Hi everyone
If a range of positions is annotated as no-call in whole genome <var-GSxx-ASM.tsv.bz2>
in cgatools
output files.
I am interested in a varaint in this region that doesn't show up in the variants file and I need to check the coverage.
Does no-call means no reads here. I read the definition in cgatools but did not completely get it
Thank you
Would have been good to mention this is data from Complete Genomics (right?).
I think yes. It is old data in the lab, have to post-process and just have the output files from cgatools.
From the Complete Genomics (now BGI) pipeline, a 'no-call' indicates that they are "uncertain as to whether the genome contains this variant" - this is pulled from documentation tat I had when I was last analysing Complete Genomics data.
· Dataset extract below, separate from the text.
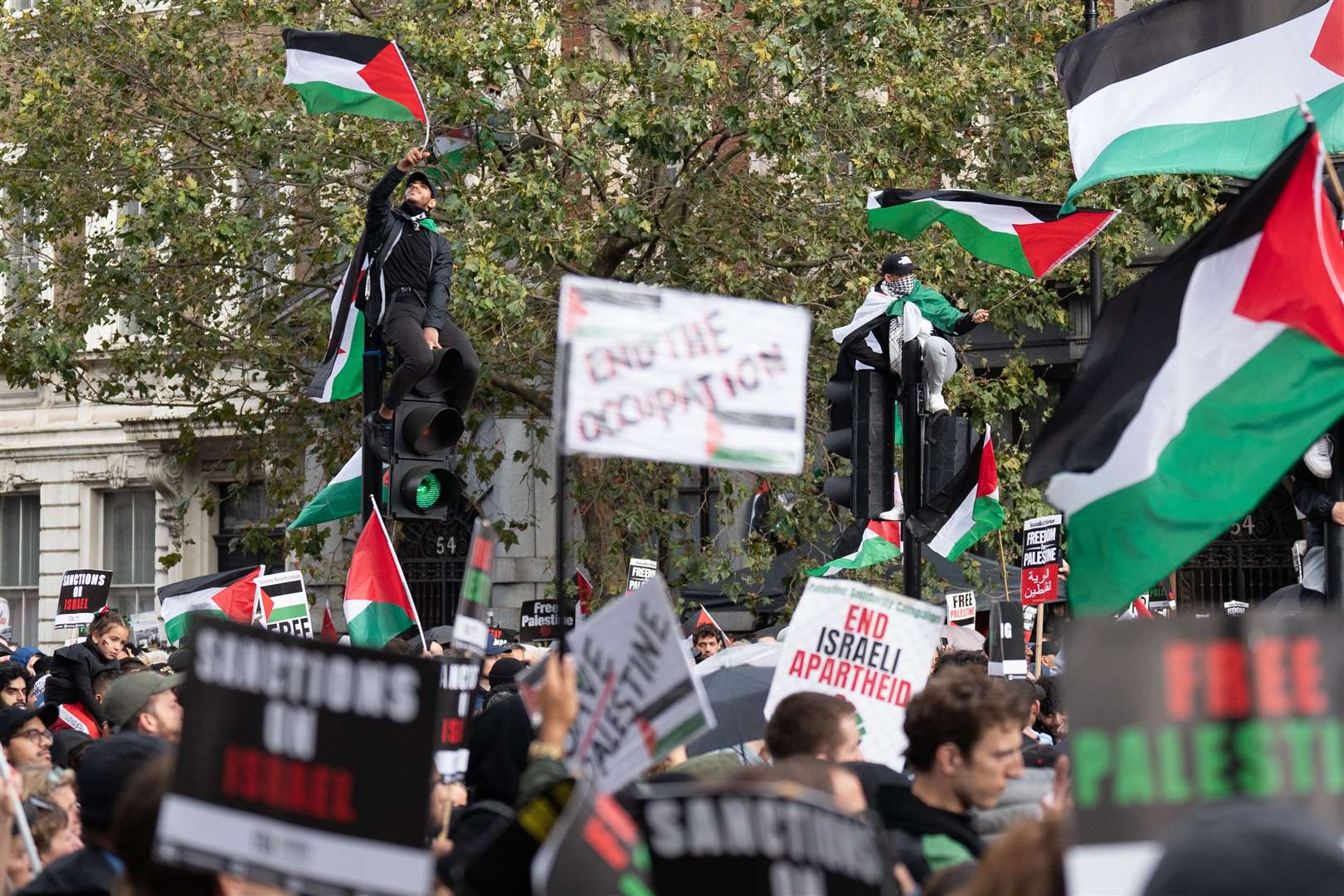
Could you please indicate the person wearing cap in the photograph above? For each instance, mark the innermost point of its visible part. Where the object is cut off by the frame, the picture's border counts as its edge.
(144, 702)
(945, 320)
(407, 293)
(24, 735)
Your particuar call is 'no-call-rc', which is 'no call, reference consistent':
[source: http://www.completegenomics.com/documents/Small+Variants+FAQ.pdf]
The coverage information should be found in one of the many files that cgatools produces, if not the
var-GSxx-ASM.tsv
fileYes, I read this kevin, thank you :) I just want to understand more what uncertain mean. Like there is no reads covering this region at all, or there are reads but low confidence. Like uncertain is too open to know what is going on here.
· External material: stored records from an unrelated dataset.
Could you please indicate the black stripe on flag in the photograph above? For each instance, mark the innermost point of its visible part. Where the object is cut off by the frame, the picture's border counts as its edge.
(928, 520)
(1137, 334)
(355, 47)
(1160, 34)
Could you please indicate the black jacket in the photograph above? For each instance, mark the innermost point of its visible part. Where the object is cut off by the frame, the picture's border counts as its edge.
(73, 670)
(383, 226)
The reason is I am checking a varaint. it is found in the exome data of the effected. But the proband, we have the whole genome. I really want to validate if the variant is really missing here or there are no reads, ..etc.
The idea that I have in my head is that these
no-call
tags are more related to low base qualities and inconsistent base calls, as opposed to low depth of coverage. In this sense, my feeling is that they cannot be trusted. It has been quite some time since I last looked at CG data, though. We were interacting with them long before they were even purchased by BGI in China.